Sleep apnea is a sleep disorder that causes a person to stop breathing during sleep. The lack of oxygen causes the body to essentially force the sleeper to wake up so that they can start breathing again.
While each “wakeup” incident can last just a few seconds (and the sleeper usually doesn’t remember waking up the next morning), people with severe sleep apnea can experience dozens of interruptions per hour.
These interruptions can greatly harm your sleep quality, causing you to feel poorly rested, even after a full night’s sleep. But how this happens can vary depending on whether you have obstructive sleep apnea or central sleep apnea. Here’s what you should know.
Obstructive Sleep Apnea
Obstructive sleep apnea is the most common type of sleep apnea, affecting between 10-30 percent of all adults in the United States. This type of sleep apnea occurs when the throat is blocked or constricted during sleep, usually because of the collapse of fatty tissue in the throat as the muscles in this area relax.
Obstructive sleep apnea is also commonly associated with snoring, which tends to occur as the airways become constricted.
There are several known risk factors for obstructive sleep apnea. For example, risk for this condition increases with age (with people in their 60s and 70s having the highest risk). Being overweight or obese has been linked to a greater risk for obstructive sleep apnea, as have physical features like a large tongue, shorter jaw, or wide neck. Certain hormone conditions and a family history of the disorder also increase risk.
Controllable risk factors include sleeping on your back, smoking, and the use of alcohol.
Central Sleep Apnea
Central sleep apnea occurs when there are disruptions between the brain and breathing muscles. This often results when the brain stem doesn’t recognize the body’s carbon dioxide levels. As a result, the appropriate signals from the brain aren’t sent to the breathing muscles, resulting in shallow breathing and temporary breathing interruptions. This condition is relatively uncommon, with less than one percent of adults experiencing central sleep apnea.
The exact causes behind central sleep apnea aren’t as well-defined as obstructive sleep apnea. However, the condition often appears to be linked to brain stem injuries, as well as medical conditions like stroke, heart failure, and kidney failure.
As with obstructive sleep apnea, men and people age 65 and older are at a higher risk for central sleep apnea. High-altitude sleeping and certain prescription medications can also increase the risk for this sleep disorder.
Identifying Sleep Apnea
While obstructive sleep apnea and central sleep apnea have very different causes, they share many of the same symptoms.

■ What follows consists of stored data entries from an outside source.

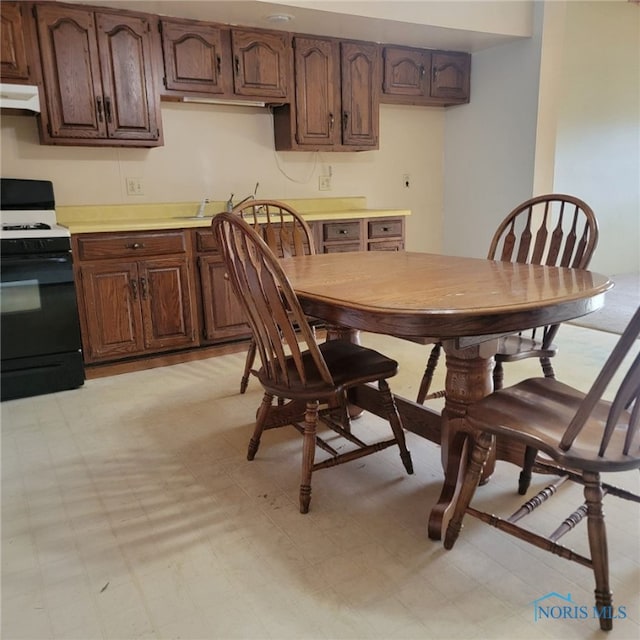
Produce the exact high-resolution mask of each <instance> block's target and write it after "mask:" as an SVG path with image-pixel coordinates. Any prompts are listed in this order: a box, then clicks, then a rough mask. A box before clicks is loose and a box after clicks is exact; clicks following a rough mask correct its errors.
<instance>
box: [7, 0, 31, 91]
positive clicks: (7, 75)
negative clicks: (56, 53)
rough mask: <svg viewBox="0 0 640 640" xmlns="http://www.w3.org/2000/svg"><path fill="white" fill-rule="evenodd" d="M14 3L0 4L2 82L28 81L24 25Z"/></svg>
mask: <svg viewBox="0 0 640 640" xmlns="http://www.w3.org/2000/svg"><path fill="white" fill-rule="evenodd" d="M25 8H26V7H25V6H24V5H22V6H21V5H19V4H18V3H16V2H2V3H0V26H1V31H0V37H1V40H0V76H1V77H2V79H3V80H9V81H14V80H29V78H30V70H29V61H28V58H27V47H26V43H25V37H24V29H25V26H26V23H25V21H24V19H23V16H22V10H23V9H25Z"/></svg>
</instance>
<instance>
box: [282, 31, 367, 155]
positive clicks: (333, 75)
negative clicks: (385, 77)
mask: <svg viewBox="0 0 640 640" xmlns="http://www.w3.org/2000/svg"><path fill="white" fill-rule="evenodd" d="M294 68H295V100H294V103H293V104H292V105H284V106H282V107H279V108H276V109H275V110H274V125H275V143H276V149H278V150H296V149H298V150H331V151H361V150H367V149H377V148H378V130H379V120H378V103H379V94H380V90H379V84H380V63H379V54H378V45H376V44H374V43H369V42H351V41H340V40H335V39H332V38H315V37H296V38H295V39H294Z"/></svg>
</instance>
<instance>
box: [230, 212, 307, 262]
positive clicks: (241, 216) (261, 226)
mask: <svg viewBox="0 0 640 640" xmlns="http://www.w3.org/2000/svg"><path fill="white" fill-rule="evenodd" d="M233 213H236V214H238V215H239V216H240V217H241V218H243V219H244V220H245V221H246V222H247V223H249V224H250V225H251V227H252V228H253V229H254V230H255V231H257V232H258V233H259V234H260V236H261V237H262V239H263V240H264V241H265V242H266V243H267V245H268V246H269V248H270V249H271V251H273V253H274V254H275V255H276V256H277V257H279V258H291V257H295V256H301V255H311V254H314V253H315V252H316V248H315V243H314V241H313V233H312V231H311V228H310V227H309V225H308V224H307V222H305V220H304V219H303V218H302V217H301V216H300V215H299V214H298V213H297V212H296V211H295V210H294V209H292V208H291V207H290V206H289V205H287V204H285V203H284V202H279V201H277V200H249V201H247V202H246V203H244V204H242V205H241V206H239V207H236V208H235V209H234V210H233Z"/></svg>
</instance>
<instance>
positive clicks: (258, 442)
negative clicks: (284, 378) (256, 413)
mask: <svg viewBox="0 0 640 640" xmlns="http://www.w3.org/2000/svg"><path fill="white" fill-rule="evenodd" d="M272 403H273V396H272V395H271V394H270V393H265V394H264V396H263V398H262V403H261V404H260V408H259V409H258V415H257V416H256V426H255V427H254V429H253V436H252V437H251V440H249V449H248V451H247V460H253V459H254V458H255V457H256V453H258V447H259V446H260V438H261V436H262V432H263V431H264V425H265V423H266V420H267V416H268V415H269V411H270V409H271V404H272Z"/></svg>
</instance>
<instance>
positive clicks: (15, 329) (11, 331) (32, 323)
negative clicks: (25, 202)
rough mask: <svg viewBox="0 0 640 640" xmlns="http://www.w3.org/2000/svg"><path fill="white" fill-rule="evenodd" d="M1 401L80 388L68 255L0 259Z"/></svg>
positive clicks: (74, 298)
mask: <svg viewBox="0 0 640 640" xmlns="http://www.w3.org/2000/svg"><path fill="white" fill-rule="evenodd" d="M0 272H1V284H0V333H1V343H0V349H1V351H0V355H1V360H2V399H3V400H5V399H8V398H11V397H23V396H27V395H37V394H40V393H48V392H50V391H58V390H60V389H69V388H73V387H77V386H80V385H81V384H82V383H83V382H84V366H83V364H82V352H81V339H80V322H79V317H78V307H77V303H76V294H75V286H74V282H73V268H72V263H71V254H70V253H64V254H43V255H19V256H6V255H4V256H2V260H1V269H0Z"/></svg>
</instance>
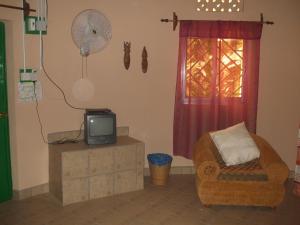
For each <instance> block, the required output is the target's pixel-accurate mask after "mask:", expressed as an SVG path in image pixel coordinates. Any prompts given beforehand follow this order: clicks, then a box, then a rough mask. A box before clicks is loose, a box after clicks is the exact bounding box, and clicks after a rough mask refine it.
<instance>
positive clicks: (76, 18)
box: [72, 9, 111, 56]
mask: <svg viewBox="0 0 300 225" xmlns="http://www.w3.org/2000/svg"><path fill="white" fill-rule="evenodd" d="M72 38H73V41H74V43H75V44H76V46H77V47H78V48H79V49H80V54H81V55H82V56H88V55H90V54H92V53H95V52H98V51H101V50H102V49H103V48H105V47H106V46H107V44H108V42H109V40H110V39H111V25H110V22H109V20H108V19H107V18H106V17H105V15H104V14H103V13H101V12H99V11H97V10H95V9H87V10H84V11H82V12H80V13H79V14H78V15H77V16H76V17H75V18H74V20H73V24H72Z"/></svg>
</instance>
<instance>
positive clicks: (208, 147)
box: [193, 133, 220, 180]
mask: <svg viewBox="0 0 300 225" xmlns="http://www.w3.org/2000/svg"><path fill="white" fill-rule="evenodd" d="M212 147H214V148H215V145H214V143H212V140H211V138H210V137H209V134H208V133H207V134H204V135H203V136H202V137H201V138H200V139H199V140H198V141H197V142H196V144H195V145H194V154H193V161H194V165H195V168H196V173H197V175H198V177H199V178H200V180H216V179H217V177H218V175H219V173H220V167H219V164H218V162H217V160H216V157H215V156H214V154H213V152H212V150H211V148H212Z"/></svg>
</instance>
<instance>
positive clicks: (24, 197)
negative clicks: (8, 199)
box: [13, 183, 49, 200]
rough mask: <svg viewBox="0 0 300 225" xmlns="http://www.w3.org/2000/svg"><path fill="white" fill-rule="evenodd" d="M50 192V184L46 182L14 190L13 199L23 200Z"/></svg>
mask: <svg viewBox="0 0 300 225" xmlns="http://www.w3.org/2000/svg"><path fill="white" fill-rule="evenodd" d="M48 192H49V184H48V183H46V184H41V185H37V186H34V187H30V188H26V189H23V190H14V192H13V199H14V200H22V199H26V198H30V197H33V196H36V195H40V194H45V193H48Z"/></svg>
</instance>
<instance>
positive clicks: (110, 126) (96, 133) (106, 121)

With both conditions, individuals will experience excess daytime sleepiness and fatigue, which can also contribute to difficulty concentrating, increased irritability, and restless sleep with nighttime awakenings and abnormal breathing patterns. Morning headaches are also common. Fatigue can be so severe that you fall asleep while driving or working.
People with obstructive sleep apnea may also experience dry mouth when they wake up. Loud snoring, interrupted by gasping or choking, is also common. People with central sleep apnea may also experience nighttime chest pains or shortness of breath.
Left unchecked, the lack of quality sleep caused by sleep apnea can also increase the risk for other serious medical conditions, such as hypertension and stroke.
If you suspect you may be suffering from sleep apnea, talk to your doctor. They will typically have you go through a health history and physical exam. Depending on your symptoms, they will refer you to a sleep study. A sleep study is an overnight stay at a sleep lab, where specialists track your breathing, body oxygen levels, sleep stages, and more to determine whether you have obstructive sleep apnea or central sleep apnea.
Treating Sleep Apnea
Regardless of whether you are diagnosed with obstructive or central sleep apnea, one of the most common (and effective) treatment solutions is the same: a PAP (positive airway pressure) machine. CPAP and BiPAP machines offer a continuous flow of pressurized air throughout the night via tubing and a face mask, helping to keep airways open and promote steady breathing.
CPAP machines provide one set level of air pressure throughout the night, while BiPAP machines provide different pressure levels during inhalation and exhalation. Your pressure setting is determined by a sleep specialist based on the severity of your sleep apnea.
While a CPAP machine doesn’t “cure” sleep apnea, it helps you mitigate breathing interruptions so you can sleep soundly through the night.
Depending on your condition, doctors might recommend other actions as well. For example, someone with obstructive sleep apnea could be advised to start exercising and taking steps to lose weight. They may also be advised to reduce alcohol consumption or avoid back sleeping. Someone with central sleep apnea may also need to get treatment for the underlying medical condition that is linked to their sleep interruptions.